Ellis caught Wilkes’s attention, gesturing at him to put his headphones on. Wilkes briefly put his ear in one of the cups.

‘Suryei,’ he said, tapping her gently on the shoulder, breaking into her amazement, ‘I’ve just been told we’re out of Indonesian airspace. But I’m afraid I can’t allow you to call anyone.’

Suryei nodded. There was no point arguing. She had the biggest story of her life, but it wasn’t hers to tell. There was plainly much at stake for both Australia and Indonesia. The implications of spreading her knowledge vicariously through the media would profoundly affect events in ways she did not want to be responsible for. Truth, black and white. Grey. How would the papers deal with the astonishing revelations? Besides, she had done her bit.
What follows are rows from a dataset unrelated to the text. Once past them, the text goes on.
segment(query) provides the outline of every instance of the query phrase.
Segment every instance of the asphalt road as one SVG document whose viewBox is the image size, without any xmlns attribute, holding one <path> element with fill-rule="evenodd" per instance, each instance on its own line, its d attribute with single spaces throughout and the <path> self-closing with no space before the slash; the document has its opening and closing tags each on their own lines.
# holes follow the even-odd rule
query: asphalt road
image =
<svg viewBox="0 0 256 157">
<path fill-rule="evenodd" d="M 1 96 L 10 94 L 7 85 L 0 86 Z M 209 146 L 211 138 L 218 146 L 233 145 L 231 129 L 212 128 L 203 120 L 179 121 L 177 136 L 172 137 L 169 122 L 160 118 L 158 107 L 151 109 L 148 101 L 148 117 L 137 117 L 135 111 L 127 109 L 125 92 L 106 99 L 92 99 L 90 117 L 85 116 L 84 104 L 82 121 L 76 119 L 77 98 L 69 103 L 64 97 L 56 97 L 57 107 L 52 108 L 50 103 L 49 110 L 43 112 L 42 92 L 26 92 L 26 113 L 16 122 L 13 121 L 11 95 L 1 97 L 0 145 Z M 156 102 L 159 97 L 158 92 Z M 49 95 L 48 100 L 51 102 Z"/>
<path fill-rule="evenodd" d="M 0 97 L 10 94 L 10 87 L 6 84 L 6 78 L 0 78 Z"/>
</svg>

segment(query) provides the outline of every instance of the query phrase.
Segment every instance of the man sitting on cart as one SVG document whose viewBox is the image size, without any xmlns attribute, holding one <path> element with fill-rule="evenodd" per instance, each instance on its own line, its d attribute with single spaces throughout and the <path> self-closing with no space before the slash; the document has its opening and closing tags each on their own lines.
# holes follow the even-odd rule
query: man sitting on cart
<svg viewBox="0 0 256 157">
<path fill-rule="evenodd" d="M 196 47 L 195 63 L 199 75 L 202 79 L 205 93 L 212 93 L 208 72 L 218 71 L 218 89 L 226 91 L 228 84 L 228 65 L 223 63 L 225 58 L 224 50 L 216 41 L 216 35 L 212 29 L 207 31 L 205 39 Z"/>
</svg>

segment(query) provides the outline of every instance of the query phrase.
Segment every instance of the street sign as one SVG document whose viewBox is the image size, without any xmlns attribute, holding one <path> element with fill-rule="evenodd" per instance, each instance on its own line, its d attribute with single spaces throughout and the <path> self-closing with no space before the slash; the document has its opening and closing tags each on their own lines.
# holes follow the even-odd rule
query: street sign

She had survived against impossible odds, and so had Joe. They had somehow managed to escape death many times; perhaps, the fates had ruled, just so they could bring the facts out of the jungle.

Now Wilkes and McBride had those facts. She was absolved of further responsibility. They could be the messengers now.

The realisation that she was no longer responsible for protecting the truth had a profound effect on Suryei. Suddenly, she felt bone-weary. She understood that expression for the first time in her life, because she was exhausted right to her core. It was almost impossible to move. The chair was warm and comfortable and she felt safe. Joe was next to her, eyes squeezed tightly shut, a grimace distorting his mouth. She wanted to put her arm around him and comfort him, only she knew doing so would probably make him scream. Every muscle in her body ached. Her eyes were hot and dry. She allowed herself to close them and was instantly asleep.